The embodiment of the invention solves the technical problems through the following technical scheme:
a method of data processing, comprising:
extracting a plurality of analysis factors of the investment portfolio data, classifying and packaging the analysis factors in a preset database, wherein the analysis factors comprise combined position data, combined transaction data and share ratio data;
acquiring the combined position data and share ratio data from the database, and performing a penetrating decomposition operation on the combined position data and the share ratio data according to a plurality of preset penetrating decomposition formulas to obtain a plurality of intermediate data, wherein the plurality of intermediate data comprise end position data, initial position data and transaction position data of a plurality of tickets in the investment combination data;
constructing a fund virtual transaction according to a preset fund virtual transaction template, wherein the fund virtual transaction is obtained by updating the fund virtual transaction template through the share ratio data and is used for simulating the subscription and redemption of the investment portfolio data;
acquiring the combined transaction data and share ratio data from the database, and performing a penetrating decomposition operation on the combined transaction data and share ratio data through a plurality of preset penetrating decomposition formulas to obtain a plurality of mother fund market value data, transaction data of each bottom layer data and market value data of each bottom layer data in investment combination data, wherein each mother fund comprises at least one bottom layer data;
according to the market value data of each mother fund and the corresponding market value data of the bottom layer data, cash virtual transactions are constructed and used as second adjustment items, and the cash virtual transactions are used for expressing the occupation ratio of cash in corresponding sub-funds in the investment portfolio data; and
and generating penetration data of the investment portfolio data according to the plurality of intermediate data, the first adjustment items and the second adjustment items, and performing visualization processing, wherein the penetration data is used for representing income attribution of the investment portfolio data.
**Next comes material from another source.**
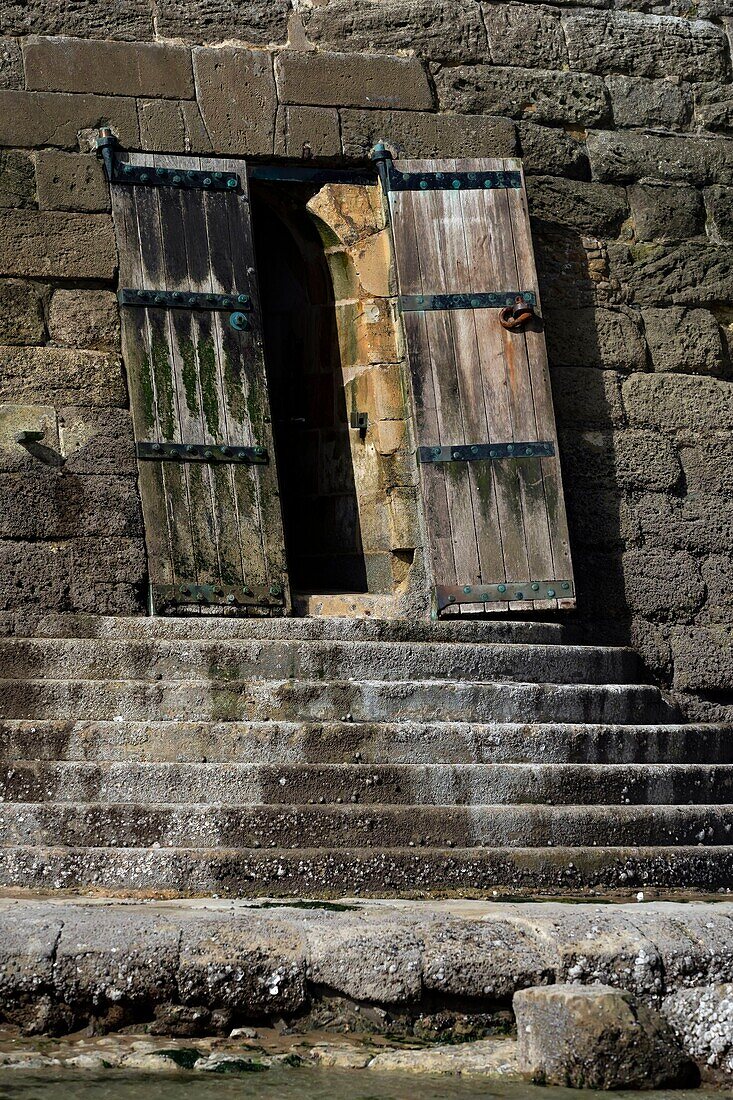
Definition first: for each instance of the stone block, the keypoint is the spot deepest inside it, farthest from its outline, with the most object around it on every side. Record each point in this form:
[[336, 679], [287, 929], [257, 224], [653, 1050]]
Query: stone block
[[692, 273], [666, 212], [639, 102], [22, 312], [171, 123], [131, 20], [307, 131], [702, 1020], [557, 98], [553, 152], [253, 967], [85, 319], [644, 45], [663, 585], [96, 441], [56, 245], [11, 64], [17, 180], [719, 204], [238, 99], [591, 208], [686, 341], [325, 79], [70, 182], [439, 30], [59, 376], [48, 118], [587, 398], [113, 68], [616, 157], [528, 32], [418, 134], [597, 1037], [679, 403], [258, 22], [703, 658], [612, 339]]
Optionally, the preset multiple penetration decompositions include a first penetration decompositions, and the step of performing the penetration decomposition operation on the combined position taken data and the share ratio data according to the preset multiple penetration decompositions to obtain multiple intermediate data includes:
acquiring share ratio data and end market value data of each coupon of the portfolio data at the final time of a target time period;
and calculating to obtain the end position data corresponding to each ticket of the investment portfolio data according to the first breakthrough decomposition formula and the share ratio data and the end market value data of each ticket of the investment portfolio data in the final time of the target time period.
Optionally, the preset multiple penetration decompositions include a second penetration decompositions, and the step of performing the penetration decomposition operation on the combined position taken data and the share ratio data according to the preset multiple penetration decompositions to obtain multiple intermediate data includes:
acquiring share ratio data and initial market value data of each coupon of the investment portfolio data at the initial time of a target time period;
and calculating to obtain initial position data corresponding to each ticket of the investment portfolio data according to the second breakthrough decomposition formula and the share ratio data and the initial market value data of each ticket of the investment portfolio data at the initial time of the target time period.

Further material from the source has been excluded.